The Ministry of Electronics and Information Technology is mulling over possible ‘considerations’ and ‘support’ that can be extended toward micro, small and medium enterprises (MSMEs) and startups to comply with the April 29 directions of the Indian Computer Emergency Response Team (CERT-In).
According to sources, this and other issues pertaining to the CERT-In directions were discussed during a meeting Minister of State in MeitY Rajeev Chandrasekhar held with representatives of industry bodies on Friday.
The CERT-In directions bring in additional compliance requirements for all body corporate that cater to Indian citizens.

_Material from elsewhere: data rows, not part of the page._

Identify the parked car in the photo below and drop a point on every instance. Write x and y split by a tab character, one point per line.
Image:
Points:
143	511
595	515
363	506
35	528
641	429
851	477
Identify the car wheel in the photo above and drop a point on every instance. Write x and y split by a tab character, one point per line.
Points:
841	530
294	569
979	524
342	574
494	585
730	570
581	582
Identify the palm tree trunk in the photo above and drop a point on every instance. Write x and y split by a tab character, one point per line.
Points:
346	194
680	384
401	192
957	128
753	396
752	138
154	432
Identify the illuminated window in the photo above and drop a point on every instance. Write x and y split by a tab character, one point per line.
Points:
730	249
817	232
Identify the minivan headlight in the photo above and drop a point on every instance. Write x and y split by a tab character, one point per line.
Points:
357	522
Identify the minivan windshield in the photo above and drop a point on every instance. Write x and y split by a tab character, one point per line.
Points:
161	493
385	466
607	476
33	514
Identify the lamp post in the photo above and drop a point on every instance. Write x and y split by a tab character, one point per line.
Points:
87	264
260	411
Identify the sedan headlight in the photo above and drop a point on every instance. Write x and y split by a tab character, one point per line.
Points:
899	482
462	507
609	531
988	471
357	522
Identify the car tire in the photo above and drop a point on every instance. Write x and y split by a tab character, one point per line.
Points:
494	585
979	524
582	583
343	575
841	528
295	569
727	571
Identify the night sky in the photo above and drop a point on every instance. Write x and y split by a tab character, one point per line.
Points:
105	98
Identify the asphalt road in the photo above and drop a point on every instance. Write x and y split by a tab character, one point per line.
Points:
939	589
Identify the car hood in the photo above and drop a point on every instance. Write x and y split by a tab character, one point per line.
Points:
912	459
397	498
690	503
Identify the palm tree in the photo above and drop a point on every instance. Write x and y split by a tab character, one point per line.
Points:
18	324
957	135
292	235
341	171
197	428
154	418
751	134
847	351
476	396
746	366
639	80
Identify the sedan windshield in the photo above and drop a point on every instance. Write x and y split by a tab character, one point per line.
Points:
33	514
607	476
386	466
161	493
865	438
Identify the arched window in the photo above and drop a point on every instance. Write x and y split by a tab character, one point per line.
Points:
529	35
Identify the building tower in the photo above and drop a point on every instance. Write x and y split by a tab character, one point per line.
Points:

Some of the provisions of reporting cybersecurity incidents within 6 hours, logging requirements, preserving logs, and so on, have raised concerns among major companies across the world.
Met industry leaders n stakeholders who had doubts abt the recently issued #Cybersecurity directions & explained thm abt #Govt ‘s approach twrds an Open,Safe & Trusted and Accountable #internet
Encouraged thm to partner with Govt to create Safe Internet#DigitalIndia #OSTA pic.twitter.com/jTat60Vi7G— Rajeev Chandrasekhar (@Rajeev_GoI) June 10, 2022
In fact, citing the logging requirement of the directions, Canada-based VPN Surfshark and British Islands-based ExpressVPN has pulled their servers from India. As per the logging requirements, service providers have to store information such as customer names, and IP addresses of their customers for a time period.
In the meeting, which was reportedly held in response to representations made by several trade bodies and tech policy groups on the directions, it was pointed out that MSMEs and startups may not have the required infrastructure for many of the requirements of the CERT-In directions including reporting of cybersecurity incidents.
"The rules cannot be same for MSMEs and established businesses. The minister said that they can look certain into considerations for msmes and startups, which will be evaluated," Kanishk Gaur, founder of India Future Foundation told Moneycontrol. Gaur was one of the attendees in the meeting.
In terms of leeway, the creation of a portal that would automate the cybersecurity reporting mechanism for MSMEs or startups was also discussed. "The aim is to simplify the reporting mechanism for MSMEs and startups," Gaur said.
During the meeting, clarifications were also provided to industry members on how to classify a cybersecurity incident and when to report it. The minister reportedly clarified that once one classifies any incident as a cybersecurity incident, the reporting has to be done.
Apart from that, the ministry plans to take up awareness campaigns regarding the CERT-In directions, and in the following days, sources said, it plans to reach out to Chief Information Officers, and Chief Technical Officers of companies in this regard.
Ever since the directions were brought in by the CERT-In on April 29, it has received criticism from civil society bodies, trade and industry bodies representing big corporations, and so on. Recently, 11 trade bodies wrote to CERT-In requesting that the implementation of the directions be delayed from June 27. The Software Alliance, a trade body representing Microsoft, AWS and others also wrote to MeitY requesting the same.